The Range is way ahead of the nation and Minnesota in technical education. According to the latest census data, 12.1 percent of Iron Rangers have an associate degree, compared with 10.3 percent of Minnesotans and just 7.8 percent of the U.S. population. Those degrees make our workforce exceptional, especially since the degrees granted here are based on industry needs:
• We changed technical education to focus on transferable core skills. We’ve asked industries not just what they need today but what skills will make employees valuable as technology and processes change. Then we’ve helped our high schools and technical college programs retool to focus on these core skills, which are valuable not just in mining but also in manufacturing, power generation, construction and any industry that needs trained technical workers.
• We’ve reinvented how technical skills are taught in high schools. The region’s Applied Learning Institute created a partnership between our school districts and the Northeast Higher Education District, so that many shop classes at the high schools count for college credit, teachers have connections to real industry needs and students have access to the latest equipment. Not only does this produce high school graduates with solid skills, but it has increased graduation rates for students who otherwise might have dropped out. Now they are not only graduating, but graduating with real-world skills and college credits.
• Our educational institutions are in constant touch with industry, and we’ve created a variety of teaching programs that are nontraditional because they help students get jobs and help employers. While others are talking about these kind of stackable credentials, we’re delivering them, from CNA nursing programs to commercial truck driving.
• Our colleges have created links with public and private universities around the state so that students can receive a bachelor’s degree in 11 fields ranging from accounting to criminal justice as well as master’s degrees in education, engineering, and health and safety. Iron Range Engineering is a unique, project-based program that allows students to earn bachelor’s and master’s degrees in engineering. The graduates are heavily sought after — not only on the Range, but around the region, because the work is based on real-world engineering challenges.
We’re also helping our communities invest for the future. The Iron Range Resources and Rehabilitation Board has joined the state Department of Employment and Economic Development in supporting a variety of broadband projects (the rural electrification of the 21st century) in order to put this region ahead in the race to the next set of industries. Many Range businesses have used that connectivity to build up their client lists to crisscross the country in fields ranging from marketing to industrial machinery. Our investments in providing the backbone for new bio-based manufacturing are attracting attention from other firms coast to coast.
Mining and economic diversification don’t need to represent an either/or proposition.

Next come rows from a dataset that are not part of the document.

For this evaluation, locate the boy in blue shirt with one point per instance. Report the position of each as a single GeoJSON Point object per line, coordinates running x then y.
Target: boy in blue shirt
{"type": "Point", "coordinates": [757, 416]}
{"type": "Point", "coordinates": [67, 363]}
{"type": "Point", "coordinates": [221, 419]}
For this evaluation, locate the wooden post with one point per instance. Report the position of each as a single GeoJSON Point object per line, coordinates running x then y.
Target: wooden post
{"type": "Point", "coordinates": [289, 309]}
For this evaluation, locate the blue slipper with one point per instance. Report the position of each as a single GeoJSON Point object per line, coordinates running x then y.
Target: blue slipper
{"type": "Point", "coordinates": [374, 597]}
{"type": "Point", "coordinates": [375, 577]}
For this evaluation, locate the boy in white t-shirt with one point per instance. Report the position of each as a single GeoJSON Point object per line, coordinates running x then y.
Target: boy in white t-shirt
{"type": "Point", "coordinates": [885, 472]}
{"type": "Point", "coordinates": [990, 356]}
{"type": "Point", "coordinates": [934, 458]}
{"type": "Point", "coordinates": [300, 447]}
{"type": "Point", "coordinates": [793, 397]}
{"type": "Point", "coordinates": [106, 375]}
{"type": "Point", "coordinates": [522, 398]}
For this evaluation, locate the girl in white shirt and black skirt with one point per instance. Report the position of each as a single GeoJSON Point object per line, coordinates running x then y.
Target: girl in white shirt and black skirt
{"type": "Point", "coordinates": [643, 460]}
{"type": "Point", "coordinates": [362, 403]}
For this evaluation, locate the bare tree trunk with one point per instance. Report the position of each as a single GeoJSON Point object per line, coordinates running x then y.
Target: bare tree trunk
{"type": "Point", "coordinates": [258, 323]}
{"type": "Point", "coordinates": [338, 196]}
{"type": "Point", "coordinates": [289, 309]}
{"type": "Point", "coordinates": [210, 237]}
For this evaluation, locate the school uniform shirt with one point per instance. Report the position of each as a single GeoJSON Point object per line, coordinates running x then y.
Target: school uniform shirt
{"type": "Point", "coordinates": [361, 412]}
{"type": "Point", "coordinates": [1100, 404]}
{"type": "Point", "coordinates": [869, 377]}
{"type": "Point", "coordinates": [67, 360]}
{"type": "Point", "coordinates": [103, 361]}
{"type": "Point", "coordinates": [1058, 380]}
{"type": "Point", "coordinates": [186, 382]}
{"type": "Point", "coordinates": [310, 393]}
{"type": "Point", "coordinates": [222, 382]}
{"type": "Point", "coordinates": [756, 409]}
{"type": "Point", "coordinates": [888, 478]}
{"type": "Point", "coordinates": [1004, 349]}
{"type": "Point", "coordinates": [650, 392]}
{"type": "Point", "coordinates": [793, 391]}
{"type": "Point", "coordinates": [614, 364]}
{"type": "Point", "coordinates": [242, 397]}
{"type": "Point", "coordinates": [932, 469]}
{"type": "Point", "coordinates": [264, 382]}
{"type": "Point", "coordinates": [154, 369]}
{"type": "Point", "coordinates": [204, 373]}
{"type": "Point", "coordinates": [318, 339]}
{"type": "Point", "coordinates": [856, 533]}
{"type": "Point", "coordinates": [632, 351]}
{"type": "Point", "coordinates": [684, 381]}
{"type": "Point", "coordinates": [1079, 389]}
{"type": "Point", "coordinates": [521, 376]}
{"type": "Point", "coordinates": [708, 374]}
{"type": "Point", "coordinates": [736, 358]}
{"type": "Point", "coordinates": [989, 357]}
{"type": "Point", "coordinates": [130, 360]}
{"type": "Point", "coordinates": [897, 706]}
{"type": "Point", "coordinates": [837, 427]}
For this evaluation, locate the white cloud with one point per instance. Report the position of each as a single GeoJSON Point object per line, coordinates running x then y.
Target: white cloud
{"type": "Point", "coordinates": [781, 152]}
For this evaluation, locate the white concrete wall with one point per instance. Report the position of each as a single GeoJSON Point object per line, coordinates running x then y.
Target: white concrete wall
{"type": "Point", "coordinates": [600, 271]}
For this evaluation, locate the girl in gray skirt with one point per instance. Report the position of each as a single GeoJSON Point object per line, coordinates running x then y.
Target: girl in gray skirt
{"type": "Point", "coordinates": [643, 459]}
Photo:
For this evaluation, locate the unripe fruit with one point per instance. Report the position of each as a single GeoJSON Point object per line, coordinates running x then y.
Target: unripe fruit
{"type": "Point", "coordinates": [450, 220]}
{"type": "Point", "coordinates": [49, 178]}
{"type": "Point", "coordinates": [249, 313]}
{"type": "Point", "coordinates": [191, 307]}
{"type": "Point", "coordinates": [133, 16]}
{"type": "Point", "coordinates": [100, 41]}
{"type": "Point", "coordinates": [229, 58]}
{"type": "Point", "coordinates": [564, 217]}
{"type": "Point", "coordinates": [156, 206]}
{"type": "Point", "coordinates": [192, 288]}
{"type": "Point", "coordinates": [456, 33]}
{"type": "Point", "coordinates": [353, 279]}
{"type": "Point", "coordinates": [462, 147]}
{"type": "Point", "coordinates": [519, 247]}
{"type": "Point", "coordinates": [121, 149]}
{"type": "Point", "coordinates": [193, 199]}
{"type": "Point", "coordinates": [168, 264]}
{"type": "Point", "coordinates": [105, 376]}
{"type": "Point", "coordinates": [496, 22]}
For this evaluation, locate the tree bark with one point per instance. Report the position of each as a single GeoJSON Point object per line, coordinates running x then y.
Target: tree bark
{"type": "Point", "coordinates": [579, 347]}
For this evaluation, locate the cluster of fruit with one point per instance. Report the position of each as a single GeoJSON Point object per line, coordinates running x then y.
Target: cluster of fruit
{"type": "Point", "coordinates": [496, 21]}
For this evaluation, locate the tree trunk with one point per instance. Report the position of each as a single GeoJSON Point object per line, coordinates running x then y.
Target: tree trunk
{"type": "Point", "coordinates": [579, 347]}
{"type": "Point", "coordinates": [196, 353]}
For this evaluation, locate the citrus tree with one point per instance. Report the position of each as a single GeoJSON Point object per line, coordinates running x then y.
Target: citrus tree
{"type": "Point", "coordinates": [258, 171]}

They can, and should, work together. Fact is, it is very difficult to replace well-paying mining jobs on the Range. One common theme across rural Minnesota, and perhaps across rural America, is the need for jobs that can support middle-class families. Adding more low-paying jobs that do not provide enough income for a family to buy a home or send kids to college doesn’t strengthen our economy or our state.
So what the Range is asking for now is just some more time to help with this moment caused by international forces. We believe there will always be mining on the Range, but we also realize that there will be ups and downs. That’s why we’ve invested in the kinds of workforce and community development projects that are a model for the rest of the state.
Carly Melin, DFL-Hibbing, is a member of the Minnesota House.